Parlamentares governistas, como Orlando Silva (PCdoB-SP), classificaram a votação na Câmara como uma “provocação” ao Supremo, destinada a inflamar a base bolsonarista. Eles alertam que a insistência em manobras desse tipo pode agravar a crise institucional, sem trazer benefícios concretos aos réus.
Enquanto isso, a oposição mantém o discurso de defesa das prerrogativas parlamentares. Deputados como Lafayette de Andrada (Republicanos-MG) argumentam que a suspensão da ação penal é uma garantia constitucional, mas evitam abordar as implicações para os corréus sem mandato.
Perfil dos réus no processo
Além de Ramagem e Bolsonaro, a ação penal inclui figuras de destaque do governo anterior. Entre os réus, estão:
- Augusto Heleno: Ex-ministro do Gabinete de Segurança Institucional, acusado de articular ações contra as instituições.
- Walter Braga Netto: Ex-ministro da Casa Civil, apontado como integrante do núcleo político da trama.
- Anderson Torres: Ex-ministro da Justiça, investigado por omissões durante os atos de 8 de janeiro.
- Mauro Cid: Ex-ajudante de ordens de Bolsonaro, que firmou delação premiada com a PGR.
- Almir Garnier: Ex-comandante da Marinha, acusado de apoiar a desestabilização do regime democrático.
A denúncia da PGR destaca que o grupo atuava de forma coordenada, com divisões de tarefas entre os núcleos político, militar e técnico. Ramagem, segundo os investigadores, desempenhava um papel central no núcleo técnico, fornecendo suporte operacional à trama.
Histórico de tensões entre poderes
O embate em torno da ação penal contra Ramagem não é um caso isolado. Nos últimos anos, STF e Congresso protagonizaram diversos conflitos, especialmente em pautas relacionadas à defesa do Estado Democrático de Direito. A atuação do Supremo em investigações sobre desinformação e atos antidemocráticos gerou críticas de parlamentares, que acusam a Corte de extrapolar suas funções.
Em 2023, por exemplo, a aprovação de uma proposta de emenda à Constituição (PEC) que limitava os poderes do STF foi arquivada após pressão do Judiciário. No mesmo ano, tentativas de anistiar os envolvidos nos atos de 8 de janeiro também enfrentaram resistência, tanto no Congresso quanto na sociedade civil.
A votação da suspensão da ação penal contra Ramagem, segundo analistas, insere-se nesse contexto de embates. A decisão da Câmara, embora tenha força política, carece de respaldo jurídico, o que reforça a expectativa de que o STF mantenha o processo em andamento.
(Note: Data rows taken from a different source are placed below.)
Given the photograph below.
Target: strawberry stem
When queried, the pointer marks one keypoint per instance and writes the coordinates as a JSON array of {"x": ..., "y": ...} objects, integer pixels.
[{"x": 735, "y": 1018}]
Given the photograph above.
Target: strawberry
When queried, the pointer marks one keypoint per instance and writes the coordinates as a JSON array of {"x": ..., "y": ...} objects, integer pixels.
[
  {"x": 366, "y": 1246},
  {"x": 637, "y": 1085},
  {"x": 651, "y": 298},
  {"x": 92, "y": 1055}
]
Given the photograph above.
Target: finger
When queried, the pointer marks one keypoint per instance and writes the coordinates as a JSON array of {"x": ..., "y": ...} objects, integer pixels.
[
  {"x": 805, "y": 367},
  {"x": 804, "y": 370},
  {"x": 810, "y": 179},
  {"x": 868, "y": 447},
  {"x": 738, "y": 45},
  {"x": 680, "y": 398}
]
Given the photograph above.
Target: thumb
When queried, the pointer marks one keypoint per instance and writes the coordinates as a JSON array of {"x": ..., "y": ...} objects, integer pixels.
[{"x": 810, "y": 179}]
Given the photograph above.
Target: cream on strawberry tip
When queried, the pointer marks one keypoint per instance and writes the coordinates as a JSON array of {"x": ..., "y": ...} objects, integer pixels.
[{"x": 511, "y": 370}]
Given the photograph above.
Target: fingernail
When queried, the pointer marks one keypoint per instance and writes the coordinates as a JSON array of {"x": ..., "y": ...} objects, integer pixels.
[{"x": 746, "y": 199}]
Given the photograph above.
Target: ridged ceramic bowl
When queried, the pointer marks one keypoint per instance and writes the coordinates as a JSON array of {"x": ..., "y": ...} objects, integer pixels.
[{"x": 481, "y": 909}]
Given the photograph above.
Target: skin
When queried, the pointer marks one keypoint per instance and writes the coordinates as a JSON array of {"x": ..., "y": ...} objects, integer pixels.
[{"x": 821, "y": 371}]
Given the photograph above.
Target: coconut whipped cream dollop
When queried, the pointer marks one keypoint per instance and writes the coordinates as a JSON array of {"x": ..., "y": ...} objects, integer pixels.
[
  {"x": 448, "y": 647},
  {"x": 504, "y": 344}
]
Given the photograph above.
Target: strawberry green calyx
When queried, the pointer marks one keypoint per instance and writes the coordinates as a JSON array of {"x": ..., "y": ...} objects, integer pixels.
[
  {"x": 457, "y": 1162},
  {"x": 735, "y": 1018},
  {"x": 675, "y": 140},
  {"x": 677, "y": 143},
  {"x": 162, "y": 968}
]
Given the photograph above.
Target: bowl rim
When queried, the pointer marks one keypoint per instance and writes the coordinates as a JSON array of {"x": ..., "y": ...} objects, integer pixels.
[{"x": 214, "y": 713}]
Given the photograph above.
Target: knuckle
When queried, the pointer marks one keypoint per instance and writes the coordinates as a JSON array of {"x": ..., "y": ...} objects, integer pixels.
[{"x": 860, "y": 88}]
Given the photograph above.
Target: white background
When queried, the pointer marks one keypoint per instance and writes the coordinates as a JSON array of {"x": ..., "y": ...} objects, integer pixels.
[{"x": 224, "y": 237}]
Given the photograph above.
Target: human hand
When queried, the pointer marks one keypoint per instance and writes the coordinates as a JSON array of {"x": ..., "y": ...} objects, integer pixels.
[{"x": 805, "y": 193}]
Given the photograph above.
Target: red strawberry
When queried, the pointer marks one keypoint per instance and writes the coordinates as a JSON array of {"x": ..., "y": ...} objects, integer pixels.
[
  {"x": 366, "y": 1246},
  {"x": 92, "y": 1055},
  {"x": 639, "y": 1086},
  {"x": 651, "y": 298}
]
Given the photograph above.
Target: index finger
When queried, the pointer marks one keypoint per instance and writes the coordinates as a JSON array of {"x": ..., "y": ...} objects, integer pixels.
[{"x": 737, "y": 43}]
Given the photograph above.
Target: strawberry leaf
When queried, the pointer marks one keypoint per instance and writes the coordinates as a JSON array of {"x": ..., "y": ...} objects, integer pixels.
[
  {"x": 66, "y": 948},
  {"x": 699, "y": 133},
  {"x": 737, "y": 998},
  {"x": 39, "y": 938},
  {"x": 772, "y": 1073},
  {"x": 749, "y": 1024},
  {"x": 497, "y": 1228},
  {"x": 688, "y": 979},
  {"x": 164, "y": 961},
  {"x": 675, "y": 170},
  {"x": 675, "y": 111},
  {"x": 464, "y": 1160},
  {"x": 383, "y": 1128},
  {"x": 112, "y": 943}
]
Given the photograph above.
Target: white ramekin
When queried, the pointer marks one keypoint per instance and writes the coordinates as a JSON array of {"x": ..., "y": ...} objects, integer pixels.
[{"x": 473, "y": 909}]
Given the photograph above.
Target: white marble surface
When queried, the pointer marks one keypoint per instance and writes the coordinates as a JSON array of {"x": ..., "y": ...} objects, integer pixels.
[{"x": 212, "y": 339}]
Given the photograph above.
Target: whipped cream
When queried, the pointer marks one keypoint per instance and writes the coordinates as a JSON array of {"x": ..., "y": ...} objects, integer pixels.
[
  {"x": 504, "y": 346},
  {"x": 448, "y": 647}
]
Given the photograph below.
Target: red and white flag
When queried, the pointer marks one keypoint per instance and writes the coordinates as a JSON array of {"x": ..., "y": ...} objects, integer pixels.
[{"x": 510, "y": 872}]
Dados da votação na Câmara
A aprovação da suspensão na Câmara foi marcada por números expressivos. Dos 513 deputados, 315 votaram a favor do projeto, enquanto 143 foram contrários, e quatro se abstiveram. A votação, realizada em rito sumário, contou com o apoio de partidos como PL, Republicanos, União Brasil e PP, enquanto PT, PSOL, PSB e PCdoB lideraram a oposição.
O presidente da Câmara, Hugo Motta, justificou a inclusão do projeto na pauta como uma resposta ao prazo exíguo para análise. Ele negou que a decisão representasse um confronto com o STF, mas afirmou que o Legislativo tem o dever de proteger suas prerrogativas.
A rapidez na tramitação, no entanto, gerou críticas de deputados governistas, que acusaram Motta de agir com “autoritarismo” ao limitar o debate. Questões de ordem apresentadas por Chico Alencar e Lindbergh Farias foram ignoradas, o que intensificou as tensões durante a sessão.
Impacto na agenda do STF
O julgamento virtual da Primeira Turma ocorre em um momento de alta carga de trabalho para o STF. Além da ação penal contra Ramagem, a Corte analisa outros processos relacionados aos atos de 8 de janeiro, incluindo ações contra financiadores e executores dos ataques.
A decisão sobre a suspensão pode influenciar o ritmo de outros julgamentos, especialmente aqueles que envolvem réus com foro privilegiado. O STF, no entanto, tem mantido um cronograma rigoroso, com o objetivo de concluir as principais investigações até o fim de 2025.
A ação penal contra Ramagem e os demais réus da Petição 12.100 está na fase de instrução, com coleta de provas e depoimentos. A manutenção do processo, como defendido por Moraes, garante que as investigações avancem sem interrupções, mesmo diante das pressões políticas.